Primeiro gostaria de dizer que todas as religiões, filosofias e parte das leis nos ensinam que todos somos iguais. Somos todos irmãos no mesmo barco, na nossa casa: o planeta terra. Todos merecem o mesmo respeito e amor. Não é fácil viver esta regra, mas ela é universal.
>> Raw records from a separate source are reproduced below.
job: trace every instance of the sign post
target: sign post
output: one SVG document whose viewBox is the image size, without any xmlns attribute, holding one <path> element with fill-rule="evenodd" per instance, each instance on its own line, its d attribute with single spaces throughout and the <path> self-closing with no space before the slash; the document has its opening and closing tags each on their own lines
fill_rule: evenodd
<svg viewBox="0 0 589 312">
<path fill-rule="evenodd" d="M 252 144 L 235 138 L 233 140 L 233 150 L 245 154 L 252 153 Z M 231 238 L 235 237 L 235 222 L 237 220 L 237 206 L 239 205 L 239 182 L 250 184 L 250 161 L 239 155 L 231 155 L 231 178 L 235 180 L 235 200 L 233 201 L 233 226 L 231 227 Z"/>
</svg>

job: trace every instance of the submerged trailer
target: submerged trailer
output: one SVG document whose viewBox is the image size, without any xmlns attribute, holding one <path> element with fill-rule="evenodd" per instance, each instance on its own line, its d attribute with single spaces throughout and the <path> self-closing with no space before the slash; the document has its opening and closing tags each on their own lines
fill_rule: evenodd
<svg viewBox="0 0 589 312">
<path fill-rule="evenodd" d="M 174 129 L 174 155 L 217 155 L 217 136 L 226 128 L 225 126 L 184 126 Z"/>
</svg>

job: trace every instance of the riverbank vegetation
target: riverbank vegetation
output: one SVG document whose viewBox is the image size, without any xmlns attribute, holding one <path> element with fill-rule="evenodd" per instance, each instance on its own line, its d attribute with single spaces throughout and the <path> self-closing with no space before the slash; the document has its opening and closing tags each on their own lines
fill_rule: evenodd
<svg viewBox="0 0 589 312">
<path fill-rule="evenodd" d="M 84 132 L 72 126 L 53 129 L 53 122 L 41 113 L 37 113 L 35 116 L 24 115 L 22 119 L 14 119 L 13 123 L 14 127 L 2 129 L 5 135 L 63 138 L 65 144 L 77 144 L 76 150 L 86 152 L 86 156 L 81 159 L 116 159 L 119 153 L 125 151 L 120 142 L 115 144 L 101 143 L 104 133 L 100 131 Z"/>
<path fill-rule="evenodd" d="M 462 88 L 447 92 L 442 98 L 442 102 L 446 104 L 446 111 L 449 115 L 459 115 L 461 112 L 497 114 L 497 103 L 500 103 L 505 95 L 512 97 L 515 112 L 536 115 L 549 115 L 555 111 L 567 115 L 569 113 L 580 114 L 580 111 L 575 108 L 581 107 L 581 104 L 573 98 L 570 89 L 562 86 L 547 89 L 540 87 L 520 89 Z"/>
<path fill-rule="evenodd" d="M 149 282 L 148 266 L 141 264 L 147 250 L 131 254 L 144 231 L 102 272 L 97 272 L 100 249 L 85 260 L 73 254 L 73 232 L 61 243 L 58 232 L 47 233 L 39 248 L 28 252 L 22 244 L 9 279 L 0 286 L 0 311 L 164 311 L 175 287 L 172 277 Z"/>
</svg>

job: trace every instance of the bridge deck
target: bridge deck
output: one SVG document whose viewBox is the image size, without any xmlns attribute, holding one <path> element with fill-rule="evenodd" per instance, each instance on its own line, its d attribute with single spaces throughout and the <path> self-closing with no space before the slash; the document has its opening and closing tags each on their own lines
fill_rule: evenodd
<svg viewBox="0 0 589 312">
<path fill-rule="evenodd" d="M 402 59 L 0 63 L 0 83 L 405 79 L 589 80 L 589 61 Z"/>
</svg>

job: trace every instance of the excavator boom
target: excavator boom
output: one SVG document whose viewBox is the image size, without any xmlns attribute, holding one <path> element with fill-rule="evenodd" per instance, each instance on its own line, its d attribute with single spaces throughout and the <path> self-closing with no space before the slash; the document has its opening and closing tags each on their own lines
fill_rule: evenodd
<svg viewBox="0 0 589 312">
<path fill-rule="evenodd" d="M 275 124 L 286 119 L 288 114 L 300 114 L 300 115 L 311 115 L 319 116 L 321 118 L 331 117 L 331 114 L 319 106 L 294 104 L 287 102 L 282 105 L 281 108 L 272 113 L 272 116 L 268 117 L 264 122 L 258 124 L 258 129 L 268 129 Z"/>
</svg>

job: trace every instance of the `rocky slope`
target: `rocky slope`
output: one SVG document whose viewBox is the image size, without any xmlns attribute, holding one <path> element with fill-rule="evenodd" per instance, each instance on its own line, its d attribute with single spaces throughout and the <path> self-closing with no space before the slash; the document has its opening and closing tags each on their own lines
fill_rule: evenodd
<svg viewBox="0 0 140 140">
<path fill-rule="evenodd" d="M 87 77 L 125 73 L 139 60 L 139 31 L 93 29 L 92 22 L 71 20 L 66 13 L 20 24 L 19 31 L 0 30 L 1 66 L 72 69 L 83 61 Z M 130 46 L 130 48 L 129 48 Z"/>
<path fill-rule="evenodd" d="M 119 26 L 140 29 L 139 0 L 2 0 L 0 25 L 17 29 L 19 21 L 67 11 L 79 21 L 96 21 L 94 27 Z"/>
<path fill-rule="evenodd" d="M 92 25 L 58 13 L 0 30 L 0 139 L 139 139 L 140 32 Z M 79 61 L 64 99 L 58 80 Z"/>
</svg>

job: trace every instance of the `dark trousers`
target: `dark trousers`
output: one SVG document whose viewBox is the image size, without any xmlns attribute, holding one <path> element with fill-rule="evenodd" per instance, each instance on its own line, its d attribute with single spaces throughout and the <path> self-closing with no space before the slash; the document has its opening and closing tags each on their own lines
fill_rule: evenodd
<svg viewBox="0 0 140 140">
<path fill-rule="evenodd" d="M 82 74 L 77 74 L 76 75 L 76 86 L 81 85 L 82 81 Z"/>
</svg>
Segundo, reconheço que exista o entendimento de “normal”,  “moral” e  “aceitável”, por isso digo que o respeito. Mas salvo nas estatísticas e em algumas poucas religiões (não a sua), estes conceitos variam de pessoa para pessoa, de cultura para cultura e variam também ao longo do tempo.

Estamos assistindo à histórica mudança de alguns destes conceitos; algumas parecem estar indo rápido demais e outros estão apenas sendo propostos. Nos últimos 15 anos o direito à união de pessoas do mesmo sexo tem sido uma vitória da tolerância e do amor. Mesmo que, num primeiro momento, possa parecer difícil ou até mesmo chocante para muitas pessoas. É importante que aceitemos o tempo de cada um.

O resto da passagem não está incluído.